HMRC internal manual

Fraud Civil Investigation Manual

HM Revenue & Customs
, see all updates

Where CDF offer is made 30 June 2014 onwards: action following issue of Code of Practice 9: incomplete Outline Disclosure received

The Outline Disclosure is an essential part of the Contractual Disclosure Facility (CDF). Failure to make an Outline Disclosure means that the contractual undertaking has not been met.

If the Outline Disclosure you receive does not include the suspected tax frauds then you should regard this as an incomplete disclosure and refer the case back to FIS (Crime). FIS (Crime) will then reconsider the case and either

  • adopt the case for criminal investigation with a view to prosecution, or
  • return the case for investigation under COP9.

The Outline Disclosure must be acknowledged using the standard letter in SEES. This letter explains that it is being considered and the customer will be advised of the outcome in due course.
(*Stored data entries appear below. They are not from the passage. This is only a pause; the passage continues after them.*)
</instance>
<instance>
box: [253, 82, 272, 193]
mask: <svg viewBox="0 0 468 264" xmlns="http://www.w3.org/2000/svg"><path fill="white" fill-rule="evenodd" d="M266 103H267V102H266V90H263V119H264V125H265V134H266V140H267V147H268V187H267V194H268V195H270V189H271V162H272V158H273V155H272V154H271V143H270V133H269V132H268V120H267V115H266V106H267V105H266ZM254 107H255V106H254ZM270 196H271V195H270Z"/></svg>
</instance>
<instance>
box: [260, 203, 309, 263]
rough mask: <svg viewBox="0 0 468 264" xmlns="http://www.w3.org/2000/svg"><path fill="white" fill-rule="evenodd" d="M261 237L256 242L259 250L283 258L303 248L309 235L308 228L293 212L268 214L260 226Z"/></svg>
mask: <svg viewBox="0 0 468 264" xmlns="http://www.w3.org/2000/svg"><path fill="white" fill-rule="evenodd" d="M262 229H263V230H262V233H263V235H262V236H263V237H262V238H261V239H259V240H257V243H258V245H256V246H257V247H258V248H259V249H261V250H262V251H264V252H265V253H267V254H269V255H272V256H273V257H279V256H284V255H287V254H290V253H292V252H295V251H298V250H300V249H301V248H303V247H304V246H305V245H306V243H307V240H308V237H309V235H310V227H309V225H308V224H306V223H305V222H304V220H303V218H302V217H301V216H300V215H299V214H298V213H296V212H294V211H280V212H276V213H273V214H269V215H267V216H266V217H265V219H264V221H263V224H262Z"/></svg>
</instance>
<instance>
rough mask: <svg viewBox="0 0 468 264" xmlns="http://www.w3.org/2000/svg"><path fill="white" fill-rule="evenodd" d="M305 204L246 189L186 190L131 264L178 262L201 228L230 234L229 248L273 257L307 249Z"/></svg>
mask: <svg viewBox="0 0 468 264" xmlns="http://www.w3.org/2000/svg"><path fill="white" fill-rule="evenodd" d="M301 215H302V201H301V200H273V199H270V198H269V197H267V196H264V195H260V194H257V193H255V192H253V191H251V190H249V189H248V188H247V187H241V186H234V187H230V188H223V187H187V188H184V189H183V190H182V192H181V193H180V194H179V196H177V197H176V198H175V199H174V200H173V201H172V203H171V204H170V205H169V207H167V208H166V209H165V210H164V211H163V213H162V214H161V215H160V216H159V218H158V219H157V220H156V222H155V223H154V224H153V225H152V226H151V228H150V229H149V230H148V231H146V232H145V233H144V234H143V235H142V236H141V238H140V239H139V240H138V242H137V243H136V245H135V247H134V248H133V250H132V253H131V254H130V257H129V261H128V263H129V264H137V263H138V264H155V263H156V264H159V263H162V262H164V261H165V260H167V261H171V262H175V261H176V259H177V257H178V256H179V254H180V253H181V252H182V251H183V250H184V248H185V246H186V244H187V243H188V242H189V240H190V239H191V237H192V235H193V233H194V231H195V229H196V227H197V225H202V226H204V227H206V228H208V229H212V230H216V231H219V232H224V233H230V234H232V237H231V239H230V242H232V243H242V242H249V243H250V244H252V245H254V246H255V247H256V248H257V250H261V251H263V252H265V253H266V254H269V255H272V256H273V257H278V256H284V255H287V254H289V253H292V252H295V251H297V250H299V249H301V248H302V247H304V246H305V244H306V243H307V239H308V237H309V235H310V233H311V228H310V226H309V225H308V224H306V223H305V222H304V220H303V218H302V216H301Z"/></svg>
Whilst the case is being considered by FIS (Crime) no further action should be taken which might prejudice any criminal investigation.
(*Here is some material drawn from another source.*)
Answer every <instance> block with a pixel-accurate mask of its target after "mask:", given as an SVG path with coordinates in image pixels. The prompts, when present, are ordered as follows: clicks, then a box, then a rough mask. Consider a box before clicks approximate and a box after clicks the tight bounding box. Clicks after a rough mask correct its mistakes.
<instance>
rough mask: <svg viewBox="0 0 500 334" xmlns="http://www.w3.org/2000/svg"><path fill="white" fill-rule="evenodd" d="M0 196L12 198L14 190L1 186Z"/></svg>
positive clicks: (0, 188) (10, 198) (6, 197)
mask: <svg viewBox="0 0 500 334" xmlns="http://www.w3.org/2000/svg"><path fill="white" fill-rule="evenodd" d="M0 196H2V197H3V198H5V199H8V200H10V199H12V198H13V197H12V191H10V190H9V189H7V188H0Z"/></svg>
If FIS (Crime) decide a criminal investigation is not appropriate at that time then you must write to the customer, and their agent, using the standard letter in SEES to tell them that

  • you are not satisfied that a complete disclosure has been made, and
  • you will proceed by conducting an investigation under COP9.
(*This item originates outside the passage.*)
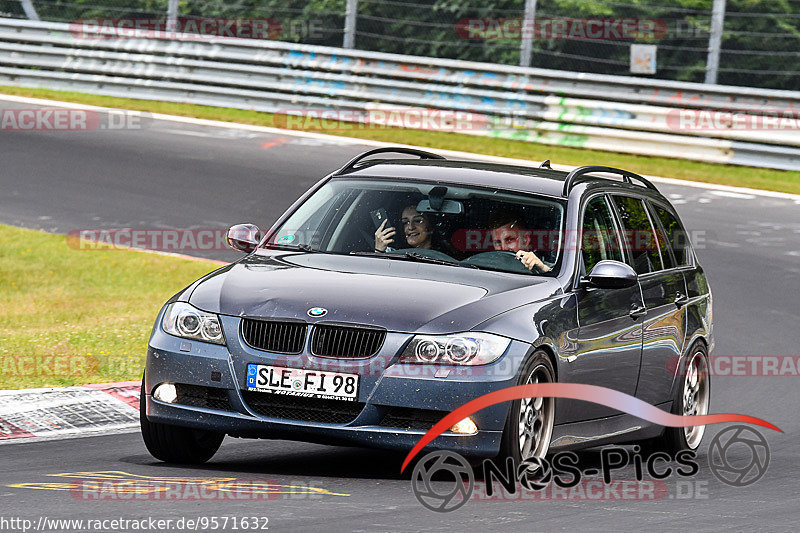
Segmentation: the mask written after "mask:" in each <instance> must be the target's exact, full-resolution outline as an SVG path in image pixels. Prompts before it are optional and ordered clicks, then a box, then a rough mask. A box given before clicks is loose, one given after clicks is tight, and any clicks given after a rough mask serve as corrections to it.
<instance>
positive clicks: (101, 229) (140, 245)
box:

The letter reminds the customer that the terms of the CDF apply only to the admissions contained in their Outline Disclosure. Failing to include a fraud that they are later found to have been involved in may result in

  • a criminal investigation with a view to prosecution of that fraud, or
  • significantly higher financial penalties, and
  • the potential publication of their details.

You will need to decide how the investigation should proceed.

You may decide to invite the customer to a meeting where matters can be discussed and agreement reached about how the investigation will proceed. This could result in a number of possible outcomes, for example, the customer

  • may admit to additional liabilities and commission a full report covering that which is included within the Outline Disclosure and that outside, on the understanding that those additional frauds are outside the terms of the CDF
  • does not cooperate resulting in HMRC conducting its own investigation into the additional suspected frauds.

You would expect the customer to provide information about their part in the affairs covered in the outline disclosure, without the need for information notices. They may choose to do this in a disclosure report.

If during the course of a civil investigation you obtain evidence that the customer has

  • made a materially false statement, or
  • produced a materially false document

with the intent to deceive, then you must suspend your civil action and refer the case back to FIS (Crime).

If FIS (Crime) wish to criminally investigate the non-disclosed frauds, you must email the COP9 centre and seek advice before proceeding with the civil element of the case.